Мне казалось, что трех картонных коробок хватит, чтобы уложить все оставшиеся от мамы вещи, но я ошиблась. Мне понадобилось еще несколько ящиков. Заглянув в буфет, я осмотрела все, что осталось от нашего севильского фарфора[7]. Это был уже даже не сервиз, а несколько разрозненных тарелок, чашек и судков, которых едва хватило бы, чтобы подать суп, главное блюдо и десерт во время скромного обеда на три персоны. Особенно мне нравились тарелки: по ободу шел темно-красный растительный орнамент, а в центре размещался фрагмент сельского пейзажа. Не слишком роскошно, скорее – скромно, но со вкусом. Откуда они взялись и как попали в наш дом, я понятия не имела.

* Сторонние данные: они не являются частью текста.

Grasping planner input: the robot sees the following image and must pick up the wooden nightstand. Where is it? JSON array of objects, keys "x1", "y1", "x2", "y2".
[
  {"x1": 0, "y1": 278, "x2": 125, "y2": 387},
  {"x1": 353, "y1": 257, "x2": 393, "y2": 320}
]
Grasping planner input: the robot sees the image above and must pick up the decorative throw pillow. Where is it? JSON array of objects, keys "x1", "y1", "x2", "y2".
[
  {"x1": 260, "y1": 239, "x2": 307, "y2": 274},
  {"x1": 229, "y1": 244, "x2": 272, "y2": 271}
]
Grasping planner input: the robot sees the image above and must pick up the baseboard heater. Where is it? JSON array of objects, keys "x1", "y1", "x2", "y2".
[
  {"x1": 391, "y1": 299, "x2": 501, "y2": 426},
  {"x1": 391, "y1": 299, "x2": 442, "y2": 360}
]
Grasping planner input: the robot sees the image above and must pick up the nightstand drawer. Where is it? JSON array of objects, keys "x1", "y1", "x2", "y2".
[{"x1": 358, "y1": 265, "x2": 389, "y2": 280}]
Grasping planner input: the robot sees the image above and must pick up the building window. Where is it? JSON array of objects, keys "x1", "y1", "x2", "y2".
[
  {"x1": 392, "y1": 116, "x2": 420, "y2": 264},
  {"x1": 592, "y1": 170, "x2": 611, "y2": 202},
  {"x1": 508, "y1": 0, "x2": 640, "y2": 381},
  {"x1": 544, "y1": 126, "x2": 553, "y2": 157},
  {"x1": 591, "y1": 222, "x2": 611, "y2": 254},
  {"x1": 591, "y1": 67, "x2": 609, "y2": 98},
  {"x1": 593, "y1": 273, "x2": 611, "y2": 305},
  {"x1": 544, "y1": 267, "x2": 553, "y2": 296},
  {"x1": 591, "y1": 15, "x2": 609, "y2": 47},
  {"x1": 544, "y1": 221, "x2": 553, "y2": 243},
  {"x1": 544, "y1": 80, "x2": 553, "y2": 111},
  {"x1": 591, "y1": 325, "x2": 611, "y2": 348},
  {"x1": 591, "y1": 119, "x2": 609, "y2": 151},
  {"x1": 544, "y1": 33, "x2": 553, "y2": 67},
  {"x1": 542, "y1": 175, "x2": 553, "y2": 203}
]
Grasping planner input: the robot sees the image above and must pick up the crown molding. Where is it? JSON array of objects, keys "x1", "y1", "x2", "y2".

В истории нашей с мамой семьи не было свадеб, не было зарегистрированных браков, не было прабабок, говоривших с акцентом жителей Канарских островов или отличавшихся породистыми андалузскими лицами, которые на Светлой седмице потчевали бы нас поджаристыми гренками из пропитанного вином и облитого яйцами хлеба, выложенными на эти самые тарелки с затейливым пурпурным рисунком по краю. Обычно мы ели с них простые вареные или тушеные овощи, да изредка – жилистую цыплятину, которую мама подавала в полном молчании. Используя эти тарелки, мы никого не вспоминали, ничего не праздновали, никого не чтили. Мы взялись ниоткуда и не сохранили связи ни с кем. Незадолго до смерти мама сказала, что моя бабка Консуэло подарила ей этот сервиз из восемнадцати предметов, когда ей удалось наконец накопить достаточно денег, чтобы выкупить крошечную квартирку, которую мы прежде снимали. Что ж, подарок был вполне под стать крошечному, даже без собственного сада, королевству, которое основали мама и я.

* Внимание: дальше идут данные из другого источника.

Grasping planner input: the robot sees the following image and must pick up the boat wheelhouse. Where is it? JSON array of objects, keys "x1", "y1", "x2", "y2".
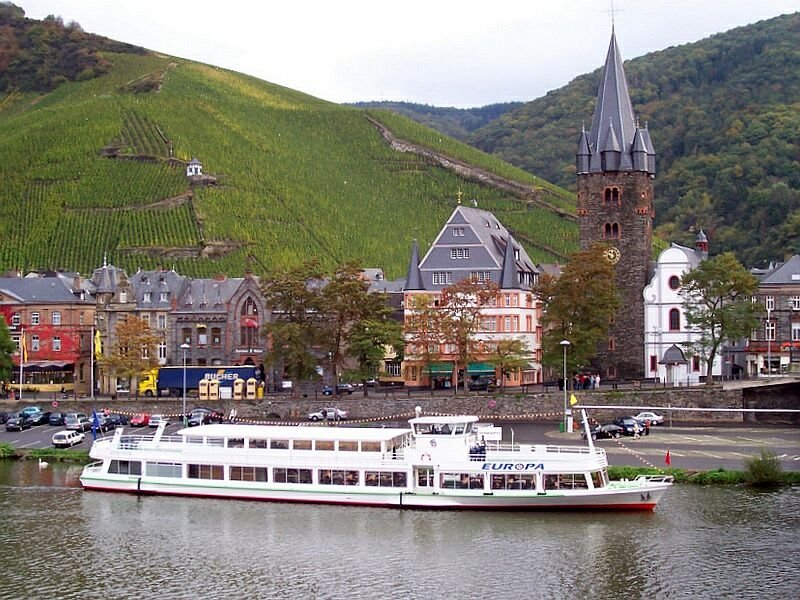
[{"x1": 81, "y1": 416, "x2": 672, "y2": 509}]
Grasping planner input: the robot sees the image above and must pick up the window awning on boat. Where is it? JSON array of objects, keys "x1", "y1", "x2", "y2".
[
  {"x1": 423, "y1": 362, "x2": 453, "y2": 375},
  {"x1": 467, "y1": 363, "x2": 495, "y2": 375}
]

Еще я узнала, что сервиз достался бабушке Консуэло от ее старшей сестры Берты – женщины с глазами как у индейца и очень темной, почти черной кожей, которая была замужем за неким Франсиско Родригесом. Он попросил ее руки через полгода после того, как приехал в Венесуэлу из Эстремадуры. Именно он, камень за камнем, кирпич за кирпичом, выстроил на жарком побережье Арагуа дом, ставший впоследствии пансионом сестер Фалькон. Когда он умер, прабабушку Берту стали называть «старой мусью́». Всех европейцев, которые перебрались через океан в сороковых годах позапрошлого века, звали «мусью» – так в наших краях выговаривали французское «мосье». Как сказала мама, однажды ей довелось видеть единственную фотографию «Человека из Эстремадуры», сделанную в день его бракосочетания с Бертой Фалькон, которая с тех пор стала носить имя Берты Родригес. На снимке Франсиско выглядел очень большим и сильным и был одет в свой лучший воскресный костюм. Рядом с ним была запечатлена ослепительной красоты женщина смешанной расы – так, во всяком случае рассказывала мама. Сама я этой фотографии никогда не видела и не знала, что с ней стало.
7
Имеется в виду фарфор «Пикман» производства одноименной фабрики, расположенной в Севилье на территории бывшего картезианского монастыря. Она была названа так по имени своего основателя англичанина Чарльза Пикмана и работает с 1841 г.